Il est parfois de trouver son chemin professionnel lorsqu’on a 18 ans.

Malgré la participation parfois effective sur certains salons, l’étudiant reste perplexe en ce qui concerne son avenir.

Il écoute souvent les propos de ses parents, et de ses relations proches, pour avoir des idées plus précises sur son futur dans le cadre professionnel.

Cependant dans certains cas ce jeune adulte a déjà la volonté de se former dans une discipline qu’il affectionne  depuis des années, soit en étant un acteur de cette profession (cas d’un jeune ayant assisté un enseignant qui avait la passion de son métier) soit faisant suite à un coup de cœur.

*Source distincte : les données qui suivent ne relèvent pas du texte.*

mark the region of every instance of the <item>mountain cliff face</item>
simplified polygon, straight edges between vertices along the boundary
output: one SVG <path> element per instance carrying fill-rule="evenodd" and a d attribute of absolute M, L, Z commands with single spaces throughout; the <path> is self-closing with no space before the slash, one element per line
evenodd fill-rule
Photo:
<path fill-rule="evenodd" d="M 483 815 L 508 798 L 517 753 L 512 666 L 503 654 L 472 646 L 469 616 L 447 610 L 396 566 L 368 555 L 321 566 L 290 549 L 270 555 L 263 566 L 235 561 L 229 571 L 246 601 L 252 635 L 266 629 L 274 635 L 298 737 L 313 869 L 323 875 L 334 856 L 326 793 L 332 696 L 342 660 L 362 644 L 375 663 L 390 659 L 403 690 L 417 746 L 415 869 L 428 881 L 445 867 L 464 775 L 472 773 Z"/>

Les études médicales fascinent de nombreux bacheliers qui se projettent vers un métier humaniste, mais aussi qui incitent à une remise en question permanente.

Débuter l’enseignement universitaire, c’est aussi prendre en compte le fait que ce monde est très accaparateur, et souvent nécessite certains sacrifices (en 1ème année notamment, et ensuite à partir de la 4ème année) avec à la clé une vie spartiate.

Néanmoins nombreux sont ceux qui acceptent ce challenge, et courbent l’échine pour arriver à devenir docteur en médecine.

Arrivé en fin d’étude ils exercent leur profession avec souvent du dévouement, et des idées plein la tête.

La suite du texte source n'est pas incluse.